Emma had never lied to Nathan about her past.
Not exactly.
She’d told him she had two sisters, one older and one younger, that they hadn’t spoken in years, that they had drifted apart after their parents died when she was sixteen. That they had inherited the house—four bedrooms, three bathrooms, two acres of land.
That Juliette, already eighteen when their parents died, had left for college and never came back. That Emma and Daphne had been shuffled off into foster care—split up and then spit out.
He’d asked how her parents died. Of course he had. Delicately, pressing a kiss against her shoulder, his hand against her hip, because that was the only time she ever talked to him about her past—stripped bare in the dark, looking anywhere but into his eyes.
She hadn’t lied.
She’d let him lie for her.
“Was it an accident?” he’d asked.
“They never found the person,” she had said, and let him think it was the answer to his question. Let him imagine screeching tires and winding roads.
Now, after the sun had set and they’d retreated to bed, she fixed her eyes on the slanted light from the street that stole through the blinds.
“My parents didn’t die in an accident,” she said. She felt him shift behind her, felt the weight of his attention. “They were murdered.”

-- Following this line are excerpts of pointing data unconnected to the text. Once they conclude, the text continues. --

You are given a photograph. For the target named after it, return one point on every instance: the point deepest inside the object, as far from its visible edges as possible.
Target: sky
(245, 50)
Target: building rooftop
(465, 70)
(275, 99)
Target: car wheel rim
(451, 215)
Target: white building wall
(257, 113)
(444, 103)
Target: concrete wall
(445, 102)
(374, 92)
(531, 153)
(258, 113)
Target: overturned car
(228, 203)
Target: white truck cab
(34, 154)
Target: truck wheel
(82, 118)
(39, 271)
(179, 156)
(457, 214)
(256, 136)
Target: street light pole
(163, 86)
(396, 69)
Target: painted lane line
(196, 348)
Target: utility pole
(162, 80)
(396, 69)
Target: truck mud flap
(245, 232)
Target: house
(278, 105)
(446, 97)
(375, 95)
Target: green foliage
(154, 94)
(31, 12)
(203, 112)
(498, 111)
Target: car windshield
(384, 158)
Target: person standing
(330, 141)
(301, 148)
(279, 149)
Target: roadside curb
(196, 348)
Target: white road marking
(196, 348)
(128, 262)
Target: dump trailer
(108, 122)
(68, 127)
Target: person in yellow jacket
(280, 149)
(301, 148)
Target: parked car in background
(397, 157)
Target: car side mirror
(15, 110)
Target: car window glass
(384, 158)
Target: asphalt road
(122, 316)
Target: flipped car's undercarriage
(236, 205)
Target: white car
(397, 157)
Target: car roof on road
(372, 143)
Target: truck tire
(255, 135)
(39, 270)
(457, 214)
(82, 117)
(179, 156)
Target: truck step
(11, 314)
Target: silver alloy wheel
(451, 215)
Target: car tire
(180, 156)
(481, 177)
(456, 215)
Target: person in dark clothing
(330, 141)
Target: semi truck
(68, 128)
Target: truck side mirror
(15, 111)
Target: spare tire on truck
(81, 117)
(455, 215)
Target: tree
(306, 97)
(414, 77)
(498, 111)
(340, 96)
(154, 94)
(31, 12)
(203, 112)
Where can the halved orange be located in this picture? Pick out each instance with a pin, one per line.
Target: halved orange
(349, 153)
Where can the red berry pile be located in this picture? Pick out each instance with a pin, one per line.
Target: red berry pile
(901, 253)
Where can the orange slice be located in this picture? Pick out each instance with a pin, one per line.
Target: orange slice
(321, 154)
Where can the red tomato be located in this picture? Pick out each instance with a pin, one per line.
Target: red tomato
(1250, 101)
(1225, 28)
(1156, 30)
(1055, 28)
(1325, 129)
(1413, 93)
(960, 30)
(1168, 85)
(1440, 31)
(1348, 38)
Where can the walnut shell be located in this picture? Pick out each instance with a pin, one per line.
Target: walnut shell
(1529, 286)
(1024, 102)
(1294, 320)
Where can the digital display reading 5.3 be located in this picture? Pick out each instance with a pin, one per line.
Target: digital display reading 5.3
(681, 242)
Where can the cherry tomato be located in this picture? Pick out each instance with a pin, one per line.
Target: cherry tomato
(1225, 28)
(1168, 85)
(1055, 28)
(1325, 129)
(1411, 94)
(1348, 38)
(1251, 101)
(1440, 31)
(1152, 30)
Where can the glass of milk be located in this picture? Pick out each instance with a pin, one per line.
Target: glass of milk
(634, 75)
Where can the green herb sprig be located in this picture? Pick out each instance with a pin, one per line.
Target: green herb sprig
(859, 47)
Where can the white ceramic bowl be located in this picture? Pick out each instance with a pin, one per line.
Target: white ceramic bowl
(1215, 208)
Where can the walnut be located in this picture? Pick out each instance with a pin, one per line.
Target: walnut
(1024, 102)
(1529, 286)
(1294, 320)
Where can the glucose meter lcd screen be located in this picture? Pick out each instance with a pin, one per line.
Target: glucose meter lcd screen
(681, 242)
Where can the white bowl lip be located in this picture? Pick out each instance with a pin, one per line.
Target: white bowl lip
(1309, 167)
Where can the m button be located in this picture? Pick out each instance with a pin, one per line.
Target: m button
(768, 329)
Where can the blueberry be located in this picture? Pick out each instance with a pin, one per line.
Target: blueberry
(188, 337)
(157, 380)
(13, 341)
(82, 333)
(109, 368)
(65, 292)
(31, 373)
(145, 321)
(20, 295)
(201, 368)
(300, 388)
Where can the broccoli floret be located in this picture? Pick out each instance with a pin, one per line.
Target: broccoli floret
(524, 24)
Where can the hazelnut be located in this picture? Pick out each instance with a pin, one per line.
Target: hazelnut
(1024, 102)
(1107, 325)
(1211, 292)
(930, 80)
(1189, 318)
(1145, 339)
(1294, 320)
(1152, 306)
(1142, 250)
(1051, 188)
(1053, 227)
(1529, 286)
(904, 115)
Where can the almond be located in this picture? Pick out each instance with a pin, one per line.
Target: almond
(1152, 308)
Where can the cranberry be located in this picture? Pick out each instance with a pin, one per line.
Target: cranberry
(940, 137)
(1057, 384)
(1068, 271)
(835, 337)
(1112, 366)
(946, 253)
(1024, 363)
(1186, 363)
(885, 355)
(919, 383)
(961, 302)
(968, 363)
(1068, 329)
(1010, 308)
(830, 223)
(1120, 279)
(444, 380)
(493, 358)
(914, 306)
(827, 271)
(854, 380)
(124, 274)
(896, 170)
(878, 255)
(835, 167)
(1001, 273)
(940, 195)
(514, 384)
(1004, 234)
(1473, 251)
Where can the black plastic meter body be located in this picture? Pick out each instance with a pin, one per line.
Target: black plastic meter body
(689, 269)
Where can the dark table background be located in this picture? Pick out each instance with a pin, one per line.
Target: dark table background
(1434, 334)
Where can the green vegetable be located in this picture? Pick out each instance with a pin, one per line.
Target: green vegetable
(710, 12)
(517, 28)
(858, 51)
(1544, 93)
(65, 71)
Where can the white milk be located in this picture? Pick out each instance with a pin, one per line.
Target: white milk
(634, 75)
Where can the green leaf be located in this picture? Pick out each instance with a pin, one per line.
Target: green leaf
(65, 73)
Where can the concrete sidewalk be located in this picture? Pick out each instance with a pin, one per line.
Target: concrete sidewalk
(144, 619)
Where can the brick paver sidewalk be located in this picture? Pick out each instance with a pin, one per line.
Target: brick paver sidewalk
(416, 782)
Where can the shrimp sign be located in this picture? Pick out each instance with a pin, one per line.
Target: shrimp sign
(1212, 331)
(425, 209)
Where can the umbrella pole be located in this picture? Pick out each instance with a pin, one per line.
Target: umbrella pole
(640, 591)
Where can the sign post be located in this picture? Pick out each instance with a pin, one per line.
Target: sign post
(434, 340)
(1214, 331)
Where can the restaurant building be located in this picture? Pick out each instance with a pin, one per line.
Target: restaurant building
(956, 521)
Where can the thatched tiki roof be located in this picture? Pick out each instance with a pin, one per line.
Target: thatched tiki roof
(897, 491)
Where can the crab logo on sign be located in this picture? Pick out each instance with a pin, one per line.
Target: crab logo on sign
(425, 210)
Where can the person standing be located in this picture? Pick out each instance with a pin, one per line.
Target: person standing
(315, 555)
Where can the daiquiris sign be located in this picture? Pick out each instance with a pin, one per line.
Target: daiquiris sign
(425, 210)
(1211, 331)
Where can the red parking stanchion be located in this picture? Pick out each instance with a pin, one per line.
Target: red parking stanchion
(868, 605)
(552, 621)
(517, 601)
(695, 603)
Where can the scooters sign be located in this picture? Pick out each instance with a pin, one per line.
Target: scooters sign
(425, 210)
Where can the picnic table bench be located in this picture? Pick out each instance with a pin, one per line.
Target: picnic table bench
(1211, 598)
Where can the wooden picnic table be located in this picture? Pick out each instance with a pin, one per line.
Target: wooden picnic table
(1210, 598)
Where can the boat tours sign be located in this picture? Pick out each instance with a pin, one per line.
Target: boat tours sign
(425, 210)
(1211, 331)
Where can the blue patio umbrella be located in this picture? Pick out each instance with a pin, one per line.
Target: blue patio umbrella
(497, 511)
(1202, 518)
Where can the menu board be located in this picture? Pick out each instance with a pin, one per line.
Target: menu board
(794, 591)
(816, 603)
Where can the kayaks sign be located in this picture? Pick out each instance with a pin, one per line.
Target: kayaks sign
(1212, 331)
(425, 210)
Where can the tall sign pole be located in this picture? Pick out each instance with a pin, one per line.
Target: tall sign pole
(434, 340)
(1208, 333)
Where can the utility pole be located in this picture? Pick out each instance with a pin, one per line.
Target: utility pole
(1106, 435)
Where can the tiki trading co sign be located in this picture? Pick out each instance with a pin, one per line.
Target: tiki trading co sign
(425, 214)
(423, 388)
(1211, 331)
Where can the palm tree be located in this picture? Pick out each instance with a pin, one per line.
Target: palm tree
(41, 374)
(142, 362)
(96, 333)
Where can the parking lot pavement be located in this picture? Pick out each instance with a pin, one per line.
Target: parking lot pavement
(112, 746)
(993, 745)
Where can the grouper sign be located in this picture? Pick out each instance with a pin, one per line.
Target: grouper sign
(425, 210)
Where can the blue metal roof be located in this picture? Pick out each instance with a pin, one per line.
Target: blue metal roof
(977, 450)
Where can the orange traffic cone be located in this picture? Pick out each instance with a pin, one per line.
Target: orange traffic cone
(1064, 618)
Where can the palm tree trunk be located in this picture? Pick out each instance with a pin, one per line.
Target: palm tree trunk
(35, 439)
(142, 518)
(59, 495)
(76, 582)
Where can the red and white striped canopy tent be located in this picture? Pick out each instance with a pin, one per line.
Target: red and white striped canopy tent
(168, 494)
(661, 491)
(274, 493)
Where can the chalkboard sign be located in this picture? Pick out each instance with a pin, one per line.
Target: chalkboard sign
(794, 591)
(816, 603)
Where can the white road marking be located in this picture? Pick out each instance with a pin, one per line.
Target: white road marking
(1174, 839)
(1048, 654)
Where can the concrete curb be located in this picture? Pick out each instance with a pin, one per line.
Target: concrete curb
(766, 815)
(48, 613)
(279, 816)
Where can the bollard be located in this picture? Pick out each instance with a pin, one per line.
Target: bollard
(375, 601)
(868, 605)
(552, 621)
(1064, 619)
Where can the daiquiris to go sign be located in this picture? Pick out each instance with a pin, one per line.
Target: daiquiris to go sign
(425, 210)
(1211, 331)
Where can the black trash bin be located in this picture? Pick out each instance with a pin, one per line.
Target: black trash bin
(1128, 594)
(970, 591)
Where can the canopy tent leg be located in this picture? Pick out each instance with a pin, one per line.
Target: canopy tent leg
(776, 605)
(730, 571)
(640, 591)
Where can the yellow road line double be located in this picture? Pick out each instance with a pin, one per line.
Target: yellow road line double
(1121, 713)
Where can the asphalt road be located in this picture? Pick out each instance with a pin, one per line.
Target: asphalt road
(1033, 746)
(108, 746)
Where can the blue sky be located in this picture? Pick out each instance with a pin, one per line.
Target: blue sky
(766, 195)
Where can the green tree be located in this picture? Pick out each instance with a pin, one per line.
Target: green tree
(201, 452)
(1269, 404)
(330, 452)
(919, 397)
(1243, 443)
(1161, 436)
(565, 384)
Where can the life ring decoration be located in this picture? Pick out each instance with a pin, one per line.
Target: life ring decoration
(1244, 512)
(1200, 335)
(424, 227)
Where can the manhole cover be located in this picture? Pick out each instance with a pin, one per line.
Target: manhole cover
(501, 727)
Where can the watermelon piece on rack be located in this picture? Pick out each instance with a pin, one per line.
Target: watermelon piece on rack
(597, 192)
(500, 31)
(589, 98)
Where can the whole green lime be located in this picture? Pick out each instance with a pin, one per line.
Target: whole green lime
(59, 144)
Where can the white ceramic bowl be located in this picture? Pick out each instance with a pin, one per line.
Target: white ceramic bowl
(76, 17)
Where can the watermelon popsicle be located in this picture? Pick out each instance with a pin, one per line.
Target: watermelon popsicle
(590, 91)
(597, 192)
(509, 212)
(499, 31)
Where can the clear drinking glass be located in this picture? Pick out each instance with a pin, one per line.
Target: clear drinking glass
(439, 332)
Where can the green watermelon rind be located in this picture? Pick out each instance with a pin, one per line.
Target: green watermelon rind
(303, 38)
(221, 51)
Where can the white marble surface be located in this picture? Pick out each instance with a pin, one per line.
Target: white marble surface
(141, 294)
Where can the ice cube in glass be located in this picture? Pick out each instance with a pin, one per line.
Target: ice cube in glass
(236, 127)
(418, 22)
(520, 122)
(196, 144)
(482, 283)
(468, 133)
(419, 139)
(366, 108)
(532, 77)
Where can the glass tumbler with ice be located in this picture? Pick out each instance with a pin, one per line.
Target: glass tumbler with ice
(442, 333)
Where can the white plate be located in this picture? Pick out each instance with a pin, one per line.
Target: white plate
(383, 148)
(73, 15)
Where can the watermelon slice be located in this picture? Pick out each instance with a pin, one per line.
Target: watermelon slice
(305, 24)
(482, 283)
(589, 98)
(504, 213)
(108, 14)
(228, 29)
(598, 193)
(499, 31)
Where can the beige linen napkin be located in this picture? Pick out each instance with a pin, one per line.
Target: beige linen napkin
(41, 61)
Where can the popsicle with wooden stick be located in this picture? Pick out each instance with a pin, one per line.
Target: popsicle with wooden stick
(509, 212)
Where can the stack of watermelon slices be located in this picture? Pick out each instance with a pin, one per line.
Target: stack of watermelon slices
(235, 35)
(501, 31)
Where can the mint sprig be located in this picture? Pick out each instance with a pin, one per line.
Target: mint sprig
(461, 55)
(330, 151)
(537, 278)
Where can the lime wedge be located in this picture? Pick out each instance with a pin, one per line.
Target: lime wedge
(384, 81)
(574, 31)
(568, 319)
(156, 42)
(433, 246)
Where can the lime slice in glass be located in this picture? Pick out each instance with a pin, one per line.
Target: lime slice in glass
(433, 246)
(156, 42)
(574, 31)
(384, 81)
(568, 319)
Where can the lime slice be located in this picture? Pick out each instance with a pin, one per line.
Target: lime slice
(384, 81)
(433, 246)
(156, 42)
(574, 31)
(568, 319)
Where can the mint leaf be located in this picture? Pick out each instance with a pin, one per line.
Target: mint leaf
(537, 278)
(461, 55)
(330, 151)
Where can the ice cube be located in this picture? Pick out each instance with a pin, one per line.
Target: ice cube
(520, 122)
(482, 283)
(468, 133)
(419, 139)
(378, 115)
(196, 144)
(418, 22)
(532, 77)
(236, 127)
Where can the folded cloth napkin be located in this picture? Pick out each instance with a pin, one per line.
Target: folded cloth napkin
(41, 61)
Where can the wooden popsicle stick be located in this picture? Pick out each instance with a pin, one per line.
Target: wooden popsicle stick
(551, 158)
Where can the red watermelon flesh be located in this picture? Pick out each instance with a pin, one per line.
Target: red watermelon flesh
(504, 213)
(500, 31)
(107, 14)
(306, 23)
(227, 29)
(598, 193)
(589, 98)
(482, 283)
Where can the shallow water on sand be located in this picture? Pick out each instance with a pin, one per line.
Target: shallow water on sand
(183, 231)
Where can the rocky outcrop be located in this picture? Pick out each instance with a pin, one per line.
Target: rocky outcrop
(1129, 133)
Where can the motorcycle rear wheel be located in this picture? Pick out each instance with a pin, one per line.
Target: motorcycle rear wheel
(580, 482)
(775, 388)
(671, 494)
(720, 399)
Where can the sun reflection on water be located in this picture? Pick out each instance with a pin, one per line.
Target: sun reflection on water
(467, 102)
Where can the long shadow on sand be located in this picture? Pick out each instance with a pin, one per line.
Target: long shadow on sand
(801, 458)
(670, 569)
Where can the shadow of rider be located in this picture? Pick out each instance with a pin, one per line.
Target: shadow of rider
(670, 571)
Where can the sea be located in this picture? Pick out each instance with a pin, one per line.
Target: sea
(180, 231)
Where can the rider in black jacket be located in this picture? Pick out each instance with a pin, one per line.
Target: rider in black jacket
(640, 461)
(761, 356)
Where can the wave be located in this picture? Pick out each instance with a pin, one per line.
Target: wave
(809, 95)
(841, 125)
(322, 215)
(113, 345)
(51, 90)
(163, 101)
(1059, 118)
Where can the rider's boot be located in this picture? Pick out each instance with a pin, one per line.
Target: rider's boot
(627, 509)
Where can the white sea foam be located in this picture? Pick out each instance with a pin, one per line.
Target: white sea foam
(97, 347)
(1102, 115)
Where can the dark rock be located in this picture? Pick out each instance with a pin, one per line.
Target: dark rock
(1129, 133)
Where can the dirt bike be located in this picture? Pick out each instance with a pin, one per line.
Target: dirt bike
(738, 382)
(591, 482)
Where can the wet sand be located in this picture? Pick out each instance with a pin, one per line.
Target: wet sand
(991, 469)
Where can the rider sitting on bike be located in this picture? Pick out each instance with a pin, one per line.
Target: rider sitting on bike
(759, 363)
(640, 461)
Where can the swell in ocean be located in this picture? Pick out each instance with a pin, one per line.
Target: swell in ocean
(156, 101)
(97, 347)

“Your parents were murdered?” Nathan asked, hurt and accusation and bewilderment braided together plainly in his voice. She could read every strand. She turned, finally, to face him, but the shadows stole the contours of his expression from her.
In the safety of the dark, she told him. How they had died in the house. Been shot. A bullet to the brain, a bullet to the heart. A missing gun.
“Why didn’t you tell me?” he asked.
“I didn’t want that to be what you knew about me,” she said. “I didn’t want to think about it.”
He was silent. She could feel something between them, a rebalancing. His mistake weighed against her secret.
“You need to know,” she said. She traced her fingertips down the side of his face and silently prayed as she had so many times—a prayer of a single word. Stay, stay, stay. “If we go back, you’re going to hear some things.”
“What kind of things?”
“You’re going to hear that I did it,” she whispered.
He was quiet for a long time. When he spoke again, his words were toneless. “Did you?”
“No. It wasn’t me,” Emma said. She wondered if he believed her. She wondered if anyone had ever believed her.
He rolled over, half on top of her, her legs trapped beneath his. “It will be okay,” he told her. “We’ll be okay.”
His tongue slid between her teeth, and she wondered if he tasted the secrets lingering there.
The secrets still hidden within the walls of the house that was drawing them, inescapably, home.